Now comes news that the “dwarf planet” Eris is no longer the ninth largest object orbiting the sun. New measurements show (so it is claimed) that Eris is the tenth largest. Which is to say, it is a tiny bit smaller than Pluto.
You remember Pluto. Mercury Venus Earth Mars Jupiter Saturn Uranus Neptune Pluto. If you learned your Solar System any time between 1930 and 2006, you learned that it was the ninth planet. Nineteen thirty is when Clyde Tombaugh discovered it. As for 2006—that story is best told in a smart and funny new book, How I Killed Pluto and Why It Had It Coming, by Mike Brown, the Caltech astronomer who discovered Eris.
Surely discovering planets was a one-way street. Maybe we could find new ones, but how could we lose any?
By tightening standards. Raising the bar. Redefining the word planet.
The International Astronomical Union did that, after months of struggle and infighting and philosophical confusion, at a tumultuous meeting in Prague in the summer of 2006—speeches and resolutions and amendments and footnotes and points of clarification. At one point the great Jocelyn Bell Burnell, codiscoverer of pulsars, declared, “Resolutions are nonlinear and small changes have big effects,” and reached under her table to brandish a beach ball, an umbrella, and a stuffed dog. (Pluto—get it?)
Having been so rudely demoted, Pluto may now be called a “dwarf planet,” per the IAU. Or an “unterplanet,” the term deployed by Sky and Telescope, in contrast to “überplanet.” Similar objects may be called “trans-neptunian” but not “plutonian”—this according to a close vote by the astronomers in Prague. The OED, which happened at that very time to be revising its entries for the letter P, decided to go with “small planetary body.”
Must we amateurs, however, accept the authority of the IAU and its Planet Definition Committee? Are they the competent ruling body? It depends whether you think this is an argument about facts or about language.
As for the facts, Pluto is—as ever—a cold, harsh ball of rock and ice, a fifth as massive as Earth’s moon, eccentrically orbiting the sun. It measures (though estimates vary) 2,330 kilometers in breadth, plus or minus 50.
Words, on the other hand, are fluid things. Definitions are malleable and arbitrary. We know this, but sometimes we forget. What is a lake and what is a pond? What is a mountain and what is a molehill? Where do we draw the lines between planets, planetoids, moons, asteroids, comets, rocks, pebbles, and cosmic dust?
Four of the planets are gas giants. The four inner planets are much smaller and rocky. It’s not just about size, of course. The first eight planets all orbit the sun in pretty much the same “ecliptic” plane; Pluto’s orbit is highly inclined.

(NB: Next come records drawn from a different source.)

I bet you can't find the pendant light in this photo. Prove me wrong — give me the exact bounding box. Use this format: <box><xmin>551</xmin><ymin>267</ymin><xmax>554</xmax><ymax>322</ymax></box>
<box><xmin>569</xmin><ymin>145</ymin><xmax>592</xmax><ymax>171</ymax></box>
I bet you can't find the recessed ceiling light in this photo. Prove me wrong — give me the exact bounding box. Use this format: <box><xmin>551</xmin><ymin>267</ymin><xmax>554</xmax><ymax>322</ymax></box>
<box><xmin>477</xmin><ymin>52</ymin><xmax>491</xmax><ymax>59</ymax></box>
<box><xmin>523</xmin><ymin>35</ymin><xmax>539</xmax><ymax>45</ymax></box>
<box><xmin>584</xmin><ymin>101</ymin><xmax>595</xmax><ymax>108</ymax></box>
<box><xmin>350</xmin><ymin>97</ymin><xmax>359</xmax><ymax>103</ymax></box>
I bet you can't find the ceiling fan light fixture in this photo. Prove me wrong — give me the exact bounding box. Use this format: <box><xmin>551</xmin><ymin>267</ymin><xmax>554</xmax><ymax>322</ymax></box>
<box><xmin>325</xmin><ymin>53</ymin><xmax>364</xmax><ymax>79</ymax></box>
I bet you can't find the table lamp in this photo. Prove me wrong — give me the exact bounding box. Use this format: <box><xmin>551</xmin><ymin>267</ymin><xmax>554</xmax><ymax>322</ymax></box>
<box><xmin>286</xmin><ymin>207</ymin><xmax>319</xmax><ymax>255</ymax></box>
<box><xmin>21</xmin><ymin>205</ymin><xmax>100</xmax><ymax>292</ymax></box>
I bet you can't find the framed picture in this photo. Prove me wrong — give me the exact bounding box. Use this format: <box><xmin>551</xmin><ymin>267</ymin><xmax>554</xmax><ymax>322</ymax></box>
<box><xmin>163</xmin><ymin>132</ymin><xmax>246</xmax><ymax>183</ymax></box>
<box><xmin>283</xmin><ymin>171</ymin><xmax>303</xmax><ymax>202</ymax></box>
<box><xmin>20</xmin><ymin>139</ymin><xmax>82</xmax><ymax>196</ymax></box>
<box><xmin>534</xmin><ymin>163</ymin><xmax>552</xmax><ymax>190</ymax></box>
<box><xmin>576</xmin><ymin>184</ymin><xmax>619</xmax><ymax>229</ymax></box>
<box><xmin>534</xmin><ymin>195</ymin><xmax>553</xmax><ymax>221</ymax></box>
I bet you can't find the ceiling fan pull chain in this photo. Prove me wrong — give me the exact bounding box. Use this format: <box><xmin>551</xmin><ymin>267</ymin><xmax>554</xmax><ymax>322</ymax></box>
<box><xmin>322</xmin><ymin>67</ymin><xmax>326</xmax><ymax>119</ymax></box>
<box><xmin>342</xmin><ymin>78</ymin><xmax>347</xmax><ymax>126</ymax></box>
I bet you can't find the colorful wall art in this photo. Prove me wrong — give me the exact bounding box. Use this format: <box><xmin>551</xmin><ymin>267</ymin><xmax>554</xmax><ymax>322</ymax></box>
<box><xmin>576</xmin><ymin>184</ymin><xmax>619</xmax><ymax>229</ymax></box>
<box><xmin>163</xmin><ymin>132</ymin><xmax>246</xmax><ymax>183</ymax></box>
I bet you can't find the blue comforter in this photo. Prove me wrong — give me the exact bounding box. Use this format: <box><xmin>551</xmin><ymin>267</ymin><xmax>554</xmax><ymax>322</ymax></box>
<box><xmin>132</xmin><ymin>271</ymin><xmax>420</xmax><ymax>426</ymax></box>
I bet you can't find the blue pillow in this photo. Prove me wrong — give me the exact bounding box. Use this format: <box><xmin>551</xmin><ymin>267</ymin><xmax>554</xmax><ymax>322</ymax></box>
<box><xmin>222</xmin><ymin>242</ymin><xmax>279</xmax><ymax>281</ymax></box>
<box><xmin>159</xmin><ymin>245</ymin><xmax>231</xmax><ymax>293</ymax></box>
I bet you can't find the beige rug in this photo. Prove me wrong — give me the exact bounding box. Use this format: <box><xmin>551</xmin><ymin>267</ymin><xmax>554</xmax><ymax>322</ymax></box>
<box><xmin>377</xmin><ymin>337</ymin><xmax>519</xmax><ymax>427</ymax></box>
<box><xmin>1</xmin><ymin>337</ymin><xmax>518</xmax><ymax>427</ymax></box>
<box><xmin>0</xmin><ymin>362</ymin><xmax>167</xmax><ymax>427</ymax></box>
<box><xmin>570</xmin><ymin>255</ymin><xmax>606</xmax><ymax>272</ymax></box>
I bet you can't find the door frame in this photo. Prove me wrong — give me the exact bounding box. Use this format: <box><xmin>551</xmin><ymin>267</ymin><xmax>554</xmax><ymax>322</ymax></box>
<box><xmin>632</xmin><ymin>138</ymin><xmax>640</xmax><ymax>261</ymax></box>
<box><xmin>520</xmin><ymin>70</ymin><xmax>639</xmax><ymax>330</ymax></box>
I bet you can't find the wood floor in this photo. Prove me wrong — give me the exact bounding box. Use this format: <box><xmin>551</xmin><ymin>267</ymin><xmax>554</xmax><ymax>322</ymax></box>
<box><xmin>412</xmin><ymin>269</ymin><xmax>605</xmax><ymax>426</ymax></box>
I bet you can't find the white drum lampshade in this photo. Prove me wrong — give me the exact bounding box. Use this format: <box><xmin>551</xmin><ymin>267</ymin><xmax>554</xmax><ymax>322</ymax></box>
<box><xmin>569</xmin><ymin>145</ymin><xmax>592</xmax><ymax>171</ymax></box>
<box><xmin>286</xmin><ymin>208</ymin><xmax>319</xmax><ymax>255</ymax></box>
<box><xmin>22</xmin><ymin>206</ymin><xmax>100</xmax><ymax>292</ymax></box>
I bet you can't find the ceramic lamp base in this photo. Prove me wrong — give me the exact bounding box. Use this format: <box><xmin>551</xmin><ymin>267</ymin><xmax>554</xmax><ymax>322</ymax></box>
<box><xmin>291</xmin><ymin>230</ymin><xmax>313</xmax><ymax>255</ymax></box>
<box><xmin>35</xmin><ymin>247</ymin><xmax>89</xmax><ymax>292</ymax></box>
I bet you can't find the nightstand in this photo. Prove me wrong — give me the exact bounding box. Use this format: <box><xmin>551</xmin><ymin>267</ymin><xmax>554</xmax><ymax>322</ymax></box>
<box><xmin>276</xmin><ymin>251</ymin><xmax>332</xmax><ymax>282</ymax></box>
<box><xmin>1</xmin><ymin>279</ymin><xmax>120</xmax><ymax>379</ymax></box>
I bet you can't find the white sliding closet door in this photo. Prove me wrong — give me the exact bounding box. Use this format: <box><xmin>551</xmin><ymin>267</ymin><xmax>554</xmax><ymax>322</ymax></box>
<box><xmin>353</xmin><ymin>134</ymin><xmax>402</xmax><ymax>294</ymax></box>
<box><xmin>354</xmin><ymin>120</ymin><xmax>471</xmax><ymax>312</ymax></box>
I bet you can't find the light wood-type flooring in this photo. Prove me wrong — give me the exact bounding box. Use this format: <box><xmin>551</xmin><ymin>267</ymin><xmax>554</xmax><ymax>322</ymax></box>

It is also, in the technical sense, chaotic.
The IAU committee first proposed a definition “based on intrinsic physical nature”: a planet would be an object orbiting a star, not itself a star, not orbiting any other planet, and, finally, massive enough “for its own gravity to pull it into a nearly spherical shape.”
It’s that last bit that caused the trouble. Using its proposed definition, the committee counted 12 planets. But Brown, having spent thousands of hours exploring the outer reaches of the Solar System, was quite sure that the number would turn out to be more like 200. No one wanted suddenly to have to learn the names of hundreds of planets. He felt that his colleagues had lost their way.
It was as if the International Arboreal Union were to tall you that all things with trunks and bark and branches and leaves were to be called trees, but then it told you that they only trees were oak trees, maple trees, and elm trees. You would be right to ask: How can you make a very precise definition of tree and then claim that the things that very precisely fit your definition are not, in fact, trees?
In the end, Brown carried the day, thus surrendering what would have been the glory of having discovered the tenth planet.
So what is a planet? As ever, it depends. In the Ptolemaic system, it is any of the seven major wanderers in the sky: the Moon, Mercury, Venus, the Sun, Mars, Jupiter, and Saturn. Alternatively, and more modernly, “in figurative contexts” (says the OED), “a particular state or sphere distant from ordinary life.” As in, what planet is that guy on?